Online marketing hacks are still out there doing crappy link building, spammy key-wording and recommending microsites. If you have someone giving you that advice, take a few moments and research what some highly respected experts are saying recently about microsites:
The Microsite Mistake by Rand Fishkin of SEOMoz. In the video Rand discusses issues such as link populaity, domain diversity, and strategy while looking at how and why microsites are frequently used ineffectively.
SEOmoz Whiteboard Friday – The Microsite Mistake from Scott Willoughby on Vimeo.
SearchEngineLand has two experts weighing in on the pros and cons and different reasons for utilizing microsites.
- Can Microsites Harm Your Primary Site’s Rankings? by Eric Enge and SearchEngineLand.
- The Pros and Cons of Microsites As An SEO Option by Stephen Spencer and SearchEngineLand
The Smaller, The Better: When Microsites are the Solution is a whitepaper from iprospect that explores the topic in a little more detail.
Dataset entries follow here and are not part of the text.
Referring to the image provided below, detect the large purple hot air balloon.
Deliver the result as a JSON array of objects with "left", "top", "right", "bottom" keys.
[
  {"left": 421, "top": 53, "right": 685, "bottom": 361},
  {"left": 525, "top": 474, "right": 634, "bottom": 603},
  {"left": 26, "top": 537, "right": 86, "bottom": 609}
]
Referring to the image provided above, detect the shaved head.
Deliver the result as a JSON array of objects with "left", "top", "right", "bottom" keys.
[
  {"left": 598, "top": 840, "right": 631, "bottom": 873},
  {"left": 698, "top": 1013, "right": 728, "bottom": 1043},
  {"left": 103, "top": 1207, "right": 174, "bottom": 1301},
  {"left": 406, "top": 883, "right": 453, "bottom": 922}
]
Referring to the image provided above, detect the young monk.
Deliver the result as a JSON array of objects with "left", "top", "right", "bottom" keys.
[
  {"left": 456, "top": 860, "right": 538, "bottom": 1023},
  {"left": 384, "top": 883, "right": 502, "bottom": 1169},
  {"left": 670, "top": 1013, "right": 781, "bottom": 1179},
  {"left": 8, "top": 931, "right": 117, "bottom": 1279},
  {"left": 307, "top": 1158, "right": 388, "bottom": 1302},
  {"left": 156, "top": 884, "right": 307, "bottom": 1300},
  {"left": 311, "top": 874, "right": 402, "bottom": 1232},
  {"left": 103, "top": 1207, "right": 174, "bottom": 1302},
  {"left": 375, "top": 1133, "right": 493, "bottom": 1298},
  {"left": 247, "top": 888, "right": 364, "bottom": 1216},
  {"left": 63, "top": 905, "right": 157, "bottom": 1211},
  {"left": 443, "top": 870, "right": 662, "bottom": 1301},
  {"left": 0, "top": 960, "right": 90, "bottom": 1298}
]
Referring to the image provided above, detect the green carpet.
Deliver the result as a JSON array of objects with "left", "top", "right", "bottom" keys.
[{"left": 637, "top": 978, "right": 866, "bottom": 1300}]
If microsites are a mistake, what is the alternative? The “new microsite” is more likely to be a niche content provider with a social network: a website where you can control your own content and generate search engine rankings and traffic.
Right now, that includes a few general sites like Facebook, LinkedIn, Twitter, YouTube, Flickr and Yahoo Travel. It also includes lots of niche websites, depending on your industry and location. Hotels and resorts are creating relevant content and interacting with real people, in those networks. And, they are popping in the search engines. Here is a photo-shopped example to make a point:
So, start cleaning up those websites. At Blizzard we have been taking down a few old legacy microsites and if the content in them is relevant, moving it over to the main website. If done carefully, any drop in traffic can be minimized and should be regained in the mid-term.








Great article Trent,
Microsites are so … 2003. That was when they use to work for me! (admittedly) But thankfully search engines have progressed since then.
Here was my thoughts back in 2007: http://www.johnwellis.com/2007/09/the-death-of-the-microsite/
But yet, sadly some people are still holding on to them.
micro websites drive traffic…..hang on to them!
Listen to Rand Fishkin……he’s right.
Thanks John. Your article referenced in your comment above is excellent. Your 2007 publish date just goes to show how this lame technique persists. Kind of like keyword spamming or lame link building (like posting comments with stupid anchor text like “one way links” )
Trent, you need to add something to the comment above:
“Keyword Spamming or lame link building (like posting comments with stupid anchor text like “one way links”)
……on a blog that NOFOLLOWS comment links……
SEO Darwinism – survival of the fittest at work ;)~
Nice article, but i have to say i hate such things are micro blogging and the likes. keep mirco sites away from me
@ Trent:
“If done carefully, any drop in traffic can be minimized and should be regained in the mid-term”
How exactly do you do your transfer. Copy the content and then 301 or do you use Canonical?
From experience I lost about 20% of authority using both methods. Anything better?
@ Carrie, I love how the next comment goes your way :)
As unfortunate it might be and even if I find comment spamming is definitely lame, No follow links are still somehow, somewhat relevant for profile building.
Indeed microsites today have become essential for SEO purposes. I have also used this as one of my tactics in raising my site’s PR. Thanks for the post.
I like the idea, and i wish i had a mini drill like that!!
it’s a great idea, if anyone can make that mini drill .. i’d like to buy one ^^ hahah Nice Article
I have to admit that I tried doing it in the past but I stopped the moment word spread out that Google MAY be punishing these microsites. You can’t piss of Google and live to tell about it. So I agree that those who are still doing it should stop right now.